А дети хором в ответ:
— Ты меня не объел! Ты меня не объел!
— Я тебя, Колечка, объел? — не унимается о. Гавриил и, увешанный прилипшей к бороде капустой, хлебными крошками, соловея, растопыривает жирные пальцы лад своей, над чужими тарелками: — У-у, пчелочка-заноза Колечка! пожрут они, тысячи… Мартын — Задека — Женечка… Я тебя объел, я тебя?..
— Ты меня не объел! Ты меня не объел!
Несмотря на то, что возраст детей не ахти какой, — старшему Саше минуло пятнадцать, о. Гавриил не на шутку беспокоился.
О. Гавриилу мерещилися женщины, тысячи, миллионы женщин, которые пожрут и иссосут… которые уж пожирают и сосут детей.
На ужин уносит с собой полный судок, куда сливается ботвинья и суп, где торчит обглоданная ножка курицы и мокнут разбухшие куски черного хлеба.
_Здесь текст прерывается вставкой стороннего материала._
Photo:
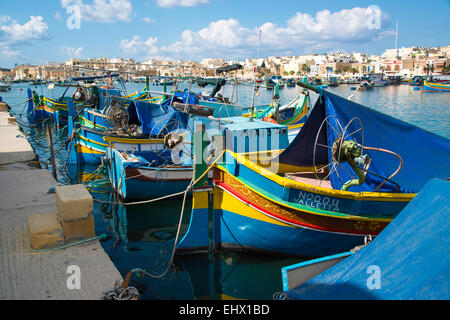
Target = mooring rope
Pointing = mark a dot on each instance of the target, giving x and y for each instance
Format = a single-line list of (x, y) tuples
[(120, 290)]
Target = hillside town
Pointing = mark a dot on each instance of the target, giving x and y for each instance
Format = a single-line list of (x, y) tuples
[(402, 62)]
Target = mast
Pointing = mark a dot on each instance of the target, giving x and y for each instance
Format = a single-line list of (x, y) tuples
[(396, 37), (254, 79)]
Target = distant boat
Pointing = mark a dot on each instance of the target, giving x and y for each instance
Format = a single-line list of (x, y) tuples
[(290, 83), (416, 81), (333, 81), (433, 86), (4, 86)]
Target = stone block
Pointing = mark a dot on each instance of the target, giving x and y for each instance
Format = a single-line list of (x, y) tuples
[(74, 202), (45, 231), (11, 120), (79, 229)]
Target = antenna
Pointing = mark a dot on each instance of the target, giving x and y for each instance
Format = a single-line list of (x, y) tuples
[(254, 78)]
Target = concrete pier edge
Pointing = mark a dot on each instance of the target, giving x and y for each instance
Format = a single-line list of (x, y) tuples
[(81, 272)]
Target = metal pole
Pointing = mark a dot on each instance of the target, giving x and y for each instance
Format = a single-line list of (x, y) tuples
[(254, 79), (52, 152)]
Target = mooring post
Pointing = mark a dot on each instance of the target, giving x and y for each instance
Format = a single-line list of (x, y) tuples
[(200, 145), (52, 153), (197, 236)]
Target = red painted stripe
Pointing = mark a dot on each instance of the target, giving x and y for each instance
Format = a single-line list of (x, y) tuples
[(309, 226)]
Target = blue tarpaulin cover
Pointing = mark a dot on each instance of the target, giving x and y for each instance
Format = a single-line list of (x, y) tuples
[(410, 256), (156, 118), (425, 155)]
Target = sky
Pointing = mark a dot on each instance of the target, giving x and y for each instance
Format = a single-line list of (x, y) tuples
[(41, 31)]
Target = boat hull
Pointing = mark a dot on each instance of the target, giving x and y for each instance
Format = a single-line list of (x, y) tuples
[(138, 181), (89, 146), (432, 86)]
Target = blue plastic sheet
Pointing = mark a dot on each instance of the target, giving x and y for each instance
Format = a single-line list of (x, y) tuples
[(156, 118), (408, 260)]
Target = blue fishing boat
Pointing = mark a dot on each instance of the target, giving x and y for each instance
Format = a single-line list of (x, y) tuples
[(138, 178), (407, 261), (435, 86), (139, 128), (84, 95), (325, 192), (290, 83)]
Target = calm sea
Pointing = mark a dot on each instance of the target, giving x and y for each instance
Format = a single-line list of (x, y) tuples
[(143, 236)]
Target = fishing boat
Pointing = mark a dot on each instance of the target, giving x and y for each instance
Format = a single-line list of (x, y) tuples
[(383, 269), (138, 128), (365, 84), (4, 86), (434, 86), (290, 83), (333, 81), (337, 182), (417, 81), (84, 95)]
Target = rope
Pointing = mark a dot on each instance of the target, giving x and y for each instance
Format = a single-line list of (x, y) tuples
[(99, 237), (170, 195), (140, 272)]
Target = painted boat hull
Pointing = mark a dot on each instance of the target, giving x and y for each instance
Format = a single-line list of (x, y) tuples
[(255, 212), (432, 86), (89, 146), (138, 181)]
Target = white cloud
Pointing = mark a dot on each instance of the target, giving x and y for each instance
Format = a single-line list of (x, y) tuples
[(148, 20), (301, 33), (14, 35), (101, 10), (181, 3), (72, 52), (57, 16), (136, 46)]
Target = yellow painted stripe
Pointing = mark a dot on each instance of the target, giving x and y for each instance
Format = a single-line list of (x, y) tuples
[(92, 141), (319, 212), (288, 183), (84, 149), (96, 125), (131, 140), (230, 203), (200, 200)]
По понедельникам через неделю ходят в баню.
Берется номер. И творится там нечто невероятное…
Моются час, моются другой. За дверью начинают просить, угрожать: требуют очистить номер.
Не тут-то было!
О. Гавриил выскакивает нагишом и, извиняясь перед ожидающими, что является без галстука, просит повременить.
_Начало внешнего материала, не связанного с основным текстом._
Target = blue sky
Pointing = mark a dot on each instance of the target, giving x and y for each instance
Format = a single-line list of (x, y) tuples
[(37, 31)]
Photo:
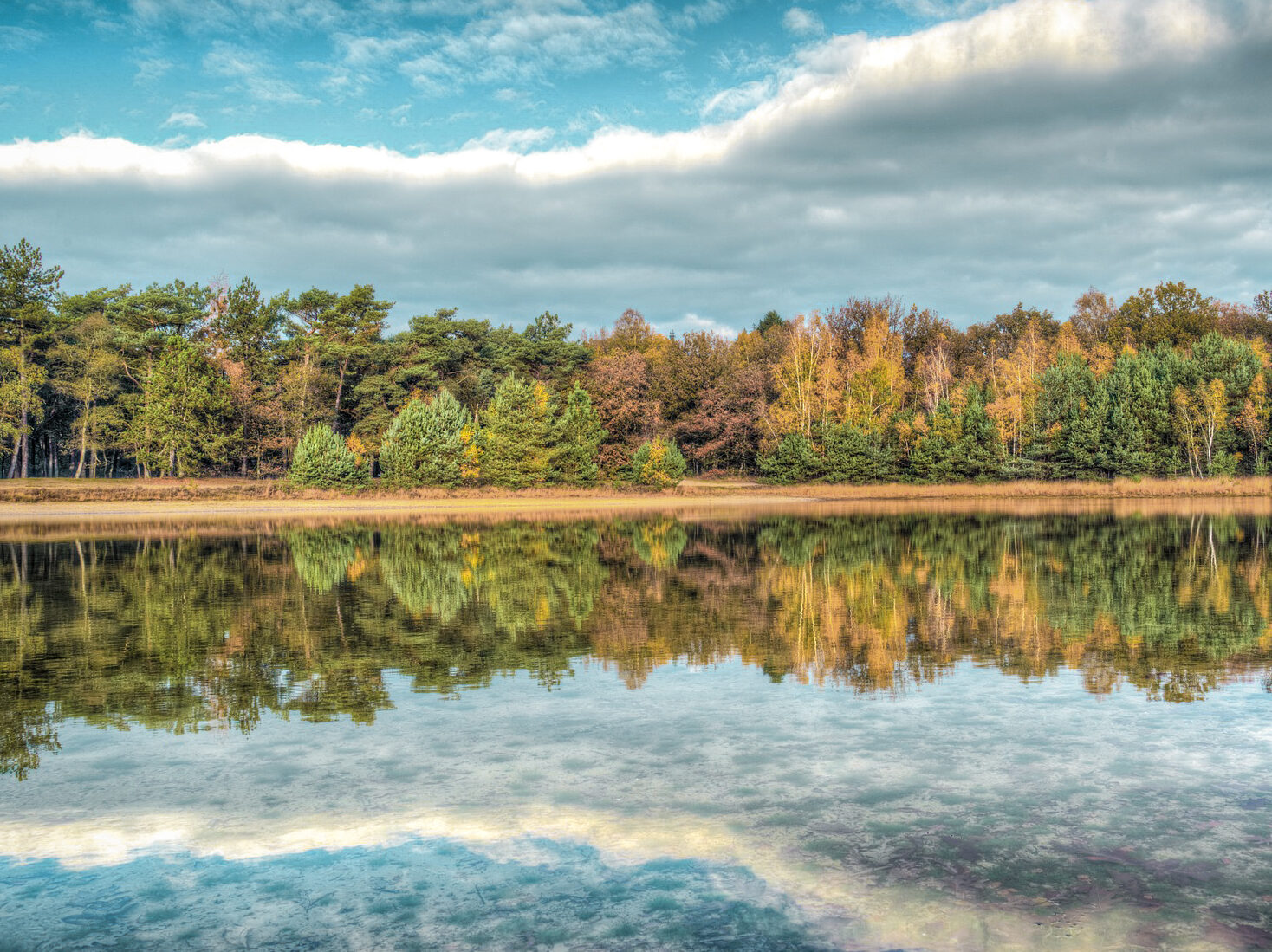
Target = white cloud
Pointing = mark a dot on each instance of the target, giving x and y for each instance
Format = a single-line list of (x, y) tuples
[(803, 23), (185, 120), (738, 100), (510, 140), (1024, 154)]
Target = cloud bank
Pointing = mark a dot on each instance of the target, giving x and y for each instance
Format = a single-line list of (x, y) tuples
[(1021, 154)]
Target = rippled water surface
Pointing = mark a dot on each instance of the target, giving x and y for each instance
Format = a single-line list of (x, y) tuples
[(769, 732)]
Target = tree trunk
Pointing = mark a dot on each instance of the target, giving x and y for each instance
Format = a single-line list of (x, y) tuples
[(340, 392), (79, 470), (26, 446)]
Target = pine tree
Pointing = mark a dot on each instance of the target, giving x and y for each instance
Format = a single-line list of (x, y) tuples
[(322, 459), (516, 435), (853, 457), (980, 451), (658, 463), (794, 460), (190, 421), (27, 295), (579, 437), (424, 445)]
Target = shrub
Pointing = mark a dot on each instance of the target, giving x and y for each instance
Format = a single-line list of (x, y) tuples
[(322, 459), (794, 460), (658, 463)]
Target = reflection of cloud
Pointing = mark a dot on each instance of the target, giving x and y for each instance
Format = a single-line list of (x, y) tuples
[(893, 916)]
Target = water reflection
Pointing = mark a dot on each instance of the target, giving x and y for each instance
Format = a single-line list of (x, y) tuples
[(186, 633)]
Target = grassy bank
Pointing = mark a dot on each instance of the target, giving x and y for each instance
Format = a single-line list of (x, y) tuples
[(277, 491), (186, 505)]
Проходит долгий томительный час.
Стучат.
— Деточки не готовы еще! — отвечает писклявый голосок.
Тогда хозяин, все незанятые банщики, дворник, извозчик со двора и кто-нибудь из публики, — всем собором вторгаются в номер, и номер с хохотом, бранью, насмешкой, смешками, наконец, очищается.
И так каждый, каждый раз.
После бани — игра в быки.
С визгом и криком враз бросаются на о. Гавриила, а тот, нагнув голову и раскорячив ноги, машет, размахивает руками, будто рогами. Пока не грохнется, тяжело дыша, его грузное тело, и не одна нога пнет и топнет в медленно подымающийся мягкий живот…
Как-то разыгрались, а все хотелось еще и побольше. Случилась в детской Прасковья. Не мигнув, бросились, сорвали с нее юбку, кофточку. К о. Гавриилу, — и с ним то же. Погасили свечку, заперли. Да вниз.
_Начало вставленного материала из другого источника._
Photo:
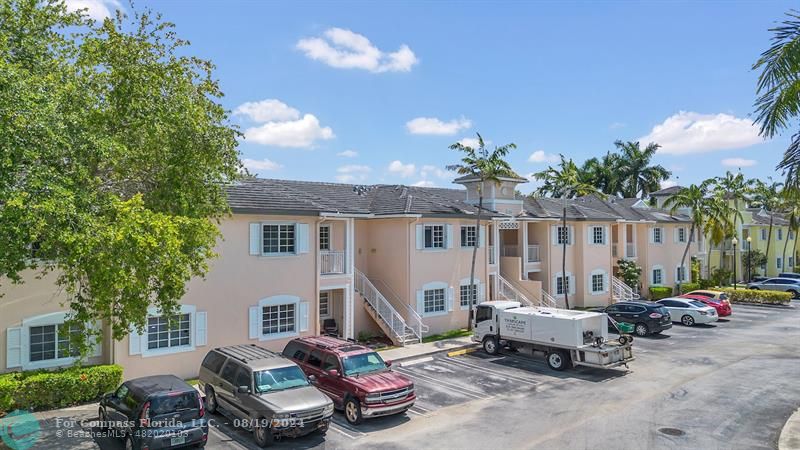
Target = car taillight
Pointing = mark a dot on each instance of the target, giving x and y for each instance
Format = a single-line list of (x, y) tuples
[(144, 418)]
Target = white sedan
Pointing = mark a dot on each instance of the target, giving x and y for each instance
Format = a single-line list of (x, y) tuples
[(689, 312)]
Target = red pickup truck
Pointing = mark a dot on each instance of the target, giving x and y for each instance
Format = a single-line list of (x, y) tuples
[(355, 377)]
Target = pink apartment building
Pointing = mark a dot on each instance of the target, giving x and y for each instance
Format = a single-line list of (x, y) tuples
[(305, 258)]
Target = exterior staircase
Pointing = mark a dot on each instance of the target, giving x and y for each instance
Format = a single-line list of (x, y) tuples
[(621, 292), (396, 327)]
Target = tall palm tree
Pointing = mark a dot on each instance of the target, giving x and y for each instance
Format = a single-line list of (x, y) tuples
[(486, 166), (693, 198), (777, 100), (638, 176), (564, 182), (767, 197)]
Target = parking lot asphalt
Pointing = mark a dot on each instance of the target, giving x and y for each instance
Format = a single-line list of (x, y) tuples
[(732, 384)]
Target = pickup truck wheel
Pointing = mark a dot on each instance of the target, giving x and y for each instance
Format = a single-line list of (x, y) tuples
[(490, 345), (262, 433), (557, 360), (352, 411), (211, 400)]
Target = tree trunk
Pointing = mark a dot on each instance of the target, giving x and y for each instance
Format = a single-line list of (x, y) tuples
[(683, 259), (564, 279), (474, 255)]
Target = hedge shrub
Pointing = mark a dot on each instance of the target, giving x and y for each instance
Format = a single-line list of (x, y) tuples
[(757, 296), (37, 390), (659, 292)]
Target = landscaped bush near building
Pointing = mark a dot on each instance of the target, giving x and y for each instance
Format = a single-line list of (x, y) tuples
[(41, 389), (757, 296), (659, 292)]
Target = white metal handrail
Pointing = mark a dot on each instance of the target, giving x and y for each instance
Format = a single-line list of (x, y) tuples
[(621, 291), (533, 253), (331, 261)]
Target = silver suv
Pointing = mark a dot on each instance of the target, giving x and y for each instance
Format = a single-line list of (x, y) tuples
[(264, 392)]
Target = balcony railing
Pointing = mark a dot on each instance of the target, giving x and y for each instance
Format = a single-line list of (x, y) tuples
[(533, 253), (331, 262)]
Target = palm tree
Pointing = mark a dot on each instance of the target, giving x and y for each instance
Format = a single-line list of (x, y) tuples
[(693, 198), (565, 183), (486, 167), (638, 176), (777, 102), (767, 197)]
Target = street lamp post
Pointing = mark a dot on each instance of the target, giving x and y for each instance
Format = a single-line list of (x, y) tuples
[(749, 259), (734, 241)]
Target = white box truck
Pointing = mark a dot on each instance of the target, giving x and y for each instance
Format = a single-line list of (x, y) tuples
[(566, 337)]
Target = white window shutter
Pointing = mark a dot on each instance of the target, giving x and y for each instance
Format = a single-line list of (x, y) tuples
[(253, 321), (301, 237), (450, 295), (135, 342), (200, 328), (255, 239), (448, 237), (13, 347), (303, 316)]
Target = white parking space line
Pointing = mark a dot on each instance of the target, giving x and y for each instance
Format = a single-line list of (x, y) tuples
[(513, 377)]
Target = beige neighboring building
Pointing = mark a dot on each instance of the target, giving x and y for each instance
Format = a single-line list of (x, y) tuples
[(304, 258)]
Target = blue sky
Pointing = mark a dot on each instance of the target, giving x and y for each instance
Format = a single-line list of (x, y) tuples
[(320, 79)]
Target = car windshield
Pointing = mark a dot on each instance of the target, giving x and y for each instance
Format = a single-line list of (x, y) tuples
[(363, 363), (280, 379)]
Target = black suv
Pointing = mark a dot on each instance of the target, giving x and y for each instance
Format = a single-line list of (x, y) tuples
[(159, 411), (646, 317)]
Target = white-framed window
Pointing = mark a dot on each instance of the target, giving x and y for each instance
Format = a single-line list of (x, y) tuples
[(434, 236), (169, 332), (469, 236), (598, 235), (278, 238), (324, 304), (325, 237), (657, 276)]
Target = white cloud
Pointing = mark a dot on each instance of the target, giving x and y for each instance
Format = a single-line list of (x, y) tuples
[(258, 165), (539, 156), (352, 173), (348, 154), (404, 170), (424, 183), (690, 132), (432, 125), (269, 110), (668, 183), (739, 162), (96, 9), (345, 49)]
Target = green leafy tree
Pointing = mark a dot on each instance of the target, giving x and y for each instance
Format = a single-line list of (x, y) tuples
[(114, 153), (486, 167), (564, 182), (778, 92)]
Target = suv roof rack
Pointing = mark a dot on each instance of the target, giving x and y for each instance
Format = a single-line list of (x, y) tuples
[(247, 352)]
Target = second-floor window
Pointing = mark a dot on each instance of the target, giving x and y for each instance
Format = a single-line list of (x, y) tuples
[(469, 236), (279, 238), (434, 301), (434, 236)]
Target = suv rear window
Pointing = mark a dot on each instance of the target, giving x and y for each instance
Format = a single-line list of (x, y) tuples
[(213, 361)]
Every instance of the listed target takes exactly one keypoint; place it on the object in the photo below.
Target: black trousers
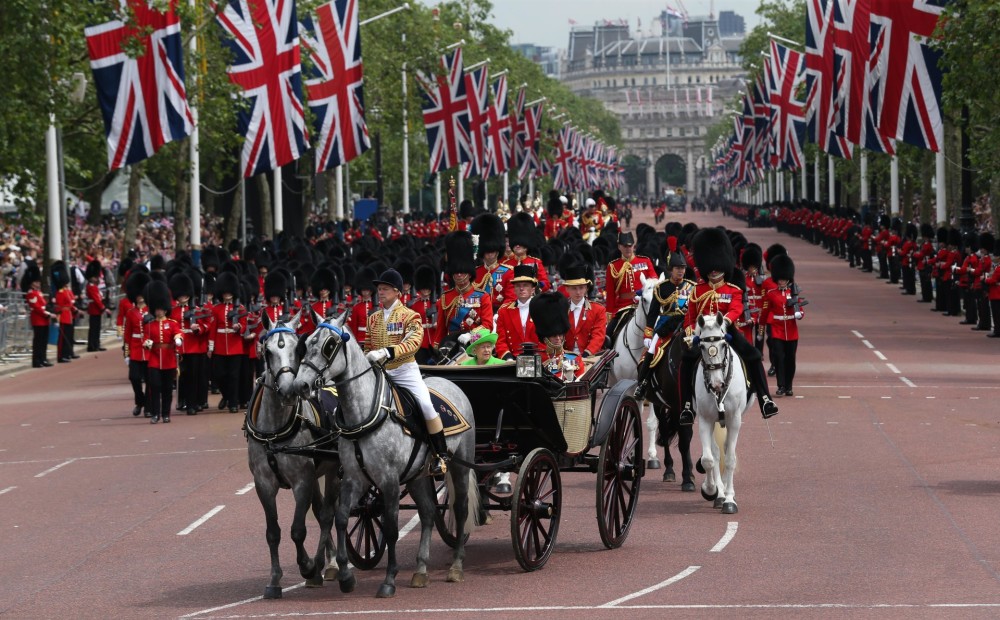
(161, 391)
(94, 333)
(138, 376)
(784, 352)
(39, 343)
— Батюшка, — плачущим голосом, корчась в одном углу, просила Прасковья, — о. Гавриил, пройдись ты маленько, ноги у тебя затекут… не гляжу я.
— Матушка, — пищал в другом углу, отдуваясь и крепко сжимая ноги, о. Гавриил, — Прасковья Семеновна, пройдись ты сама… У! пчелочка-заноза, Задека, Сашечка…
Битый час высидели, поплакались.
Было и повторение. Только вместо няньки сидела нагишом горничная Маша.
* * *И в самом монастыре без озорства не проходило дня.
О. Геннадию — «Курья шейка» подали на обедню поминальную записку с новопреставленными, имена которых по необычайности нелегко было прочесть. Иеродиакон путался, перевирал, запинался. А о здравии стоял: болярин Каин.
Преосвященный о. Григорий «Хрипун» очень пенял потом своим вставным серебряным горлом и строго наказывал: не читать впредь таких несообразностей.
В наказание лишили о. Геннадия на воскресенье служебной кружки.
И все эти ухарства и проделки сходили ни за что. Дети часто по неделям живали в кельях, ставя вверх дном все то внешнее благолепие, каким держался монастырь.
И братия как-то шалела, откалывая коленце одно другого чище.
Хохот звонил звончее печальных колоколов, и заунывное пение терялось в смехе и звонких песнях.
На площадке у собора по вечерам играли в бабки, за «палочкой-выручалочкой» прятались в склепах, таскали кости и черепа покойников.
Был в монастыре малюсенький, безобидный иеромонашек о. Алипий-«Сопля». Заплывшее жиром лицо, подслеповатые глаза, грива волос на толкачике-голове, и бородища но пояс. Ничего его так не занимало, как бабы. При одном упоминании пьянел. А когда принимался рассказывать свои истории — захлебывался и хихикал странно горлом, акая. Руки у него мокли. А лицо горело-лоснилось в каких-то отвратительных пятнах. Пить не пил, но и не отказывался. Хмелел с первой.